Armed with a 50 million-dollar loan secured by the Government of The Bahamas from the IDB, the Water & Sewerage Corporation (WSC) selected MIYA Bahamas to perform the work of changing the face of Urban Water on the island of New Providence. The work began with an 8-month assessment of the issues plaguing the system, this study became the foundation of a targeted strategy to resolve the biggest issue for WSC and the island; non-revenue water loss. The plan was simple, but its execution would prove to be more challenging as the company took on the task of replacing of thousands of faulty service connections; disconnecting thousands of illegal and dormant accounts; implementing a comprehensive and affordable maintenance plan and installing cutting edge equipment for monitoring and controlling the water supply.
2019 marked the 7th year of the contract and saw the company meet and surpass a series of major milestones. “One of the things we are especially proud of is the fact that we have been able to consistently meet the targets we set for each month and each year,” explained MIYA Bahamas Project Manager, Mario Tavera. “Through our plan, we were able to successfully cut water losses from 6.87 to 2.02 million imperial gallons per day and we’re continuing the work of maintaining those levels and creating an even more shock-resistant system.”
The success of the company’s island-wide improvement plans in 2019 not only significantly reduced the amount of non-revenue water loss but has also improved water pressure, and significantly improved the quality too. “While challenges still exist, the work we do in collaboration with the WSC, is addressing some longstanding issues,” said Tavera.
In addition to meeting the immediate physical needs of the island’s water system, the company has also invested heavily in the training of personnel required to maintain it. “We pride ourselves on being able to add value to the people that work with us and so we’ve focused heavily on training as a key element in our plans.”
Over the 7 years in Nassau, MIYA Bahamas has trained more than 100 Bahamians, for example as certified leak inspectors.

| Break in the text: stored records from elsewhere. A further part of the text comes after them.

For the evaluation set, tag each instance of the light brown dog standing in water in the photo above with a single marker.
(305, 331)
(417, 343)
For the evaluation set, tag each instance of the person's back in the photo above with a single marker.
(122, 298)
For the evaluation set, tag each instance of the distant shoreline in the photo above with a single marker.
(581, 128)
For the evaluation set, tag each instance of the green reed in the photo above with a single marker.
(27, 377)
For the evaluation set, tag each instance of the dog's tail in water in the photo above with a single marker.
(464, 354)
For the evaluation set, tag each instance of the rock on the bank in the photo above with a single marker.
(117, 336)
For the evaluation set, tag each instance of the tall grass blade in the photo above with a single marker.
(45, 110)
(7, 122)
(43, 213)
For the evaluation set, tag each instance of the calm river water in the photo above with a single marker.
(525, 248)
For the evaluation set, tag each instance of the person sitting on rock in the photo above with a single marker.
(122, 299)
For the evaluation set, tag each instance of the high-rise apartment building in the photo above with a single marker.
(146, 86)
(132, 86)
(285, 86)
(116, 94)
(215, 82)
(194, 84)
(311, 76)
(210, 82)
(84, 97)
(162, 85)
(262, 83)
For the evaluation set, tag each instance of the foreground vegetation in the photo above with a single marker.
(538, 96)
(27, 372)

These highly trained experts work daily to detect active leaks and are also responsible for monitoring pressure points in the system as well.

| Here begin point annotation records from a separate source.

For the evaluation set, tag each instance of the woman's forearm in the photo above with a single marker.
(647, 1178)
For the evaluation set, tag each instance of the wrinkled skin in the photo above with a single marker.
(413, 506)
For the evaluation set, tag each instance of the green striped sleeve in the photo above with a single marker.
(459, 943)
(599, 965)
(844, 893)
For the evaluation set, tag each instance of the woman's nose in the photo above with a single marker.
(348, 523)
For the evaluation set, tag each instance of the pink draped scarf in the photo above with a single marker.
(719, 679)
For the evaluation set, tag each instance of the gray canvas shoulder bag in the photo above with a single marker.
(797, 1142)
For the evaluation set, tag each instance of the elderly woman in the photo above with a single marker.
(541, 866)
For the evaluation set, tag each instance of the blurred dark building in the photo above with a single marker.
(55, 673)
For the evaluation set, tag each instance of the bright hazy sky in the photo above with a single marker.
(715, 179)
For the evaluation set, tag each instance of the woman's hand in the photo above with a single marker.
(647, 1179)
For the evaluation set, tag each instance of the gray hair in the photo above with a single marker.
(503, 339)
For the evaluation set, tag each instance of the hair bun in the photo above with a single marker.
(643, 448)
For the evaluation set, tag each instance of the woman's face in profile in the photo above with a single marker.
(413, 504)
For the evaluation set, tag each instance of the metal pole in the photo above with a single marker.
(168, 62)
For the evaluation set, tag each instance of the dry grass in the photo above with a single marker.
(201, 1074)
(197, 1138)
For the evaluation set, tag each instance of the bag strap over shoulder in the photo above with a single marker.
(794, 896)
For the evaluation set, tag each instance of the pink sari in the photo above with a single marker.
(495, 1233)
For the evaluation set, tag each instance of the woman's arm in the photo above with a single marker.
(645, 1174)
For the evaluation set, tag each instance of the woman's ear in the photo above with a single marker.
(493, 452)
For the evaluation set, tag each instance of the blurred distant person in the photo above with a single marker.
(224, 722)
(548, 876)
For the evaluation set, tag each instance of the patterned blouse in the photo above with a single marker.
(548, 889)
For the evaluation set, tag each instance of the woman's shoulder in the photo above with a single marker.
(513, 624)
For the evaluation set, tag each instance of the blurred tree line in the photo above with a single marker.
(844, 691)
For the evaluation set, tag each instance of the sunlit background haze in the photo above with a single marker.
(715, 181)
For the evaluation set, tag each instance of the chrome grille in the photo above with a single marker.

“The results we’ve seen from this project have been truly unique,” Tavera noted. “This was a performance-based contract which really drove everyone involved to put their best foot forward as it were and we’ve seen tremendous results because of it.”

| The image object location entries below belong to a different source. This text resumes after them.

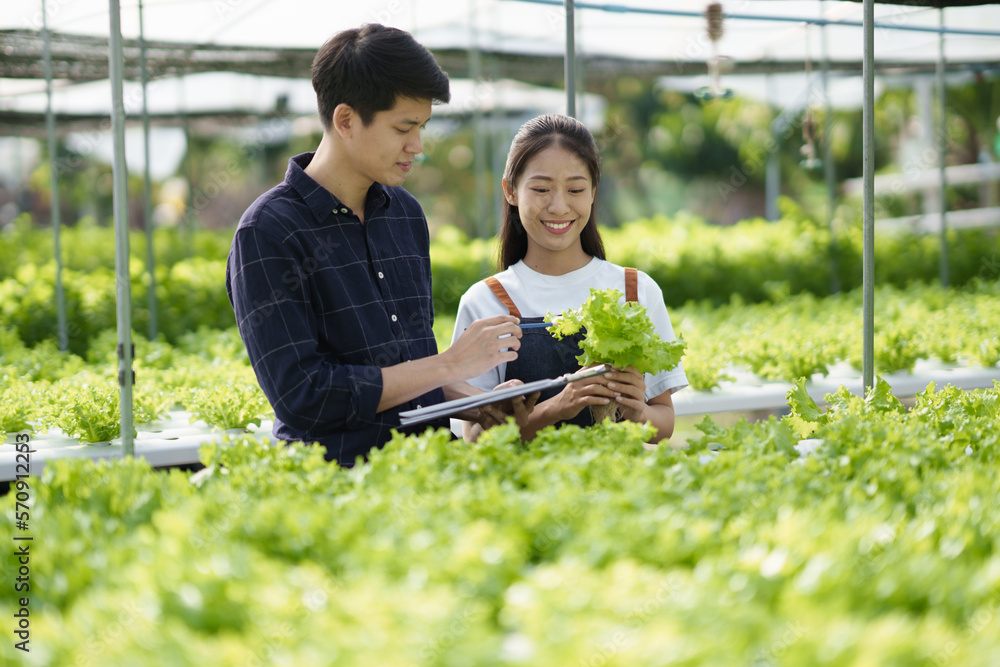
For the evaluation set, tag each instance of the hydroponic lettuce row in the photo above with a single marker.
(584, 548)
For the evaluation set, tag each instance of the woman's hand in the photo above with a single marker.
(629, 388)
(578, 395)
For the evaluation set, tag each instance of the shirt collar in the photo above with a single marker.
(321, 201)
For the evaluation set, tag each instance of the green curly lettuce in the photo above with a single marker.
(617, 333)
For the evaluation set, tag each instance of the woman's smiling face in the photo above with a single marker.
(554, 195)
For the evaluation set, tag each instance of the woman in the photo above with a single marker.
(551, 254)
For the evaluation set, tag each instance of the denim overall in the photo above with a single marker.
(542, 356)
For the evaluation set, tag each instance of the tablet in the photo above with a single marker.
(448, 408)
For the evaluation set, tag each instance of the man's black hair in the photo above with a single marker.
(369, 67)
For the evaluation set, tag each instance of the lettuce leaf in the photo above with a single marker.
(617, 333)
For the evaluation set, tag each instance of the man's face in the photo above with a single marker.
(384, 150)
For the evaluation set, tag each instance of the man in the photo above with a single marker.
(329, 272)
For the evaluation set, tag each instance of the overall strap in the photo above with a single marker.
(501, 293)
(631, 284)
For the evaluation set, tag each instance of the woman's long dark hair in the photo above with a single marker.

As Miya Bahamas moves into future phases of the project, the company has set its sights on the challenging target to keep non-revenue water in Nassau no more than 2 million imperial gallons per day – meeting their 10-year goal – four years early. an improvement that will positively impact up to 250 thousand water users in and around New Providence providing improved water pressure and quality to households across the island.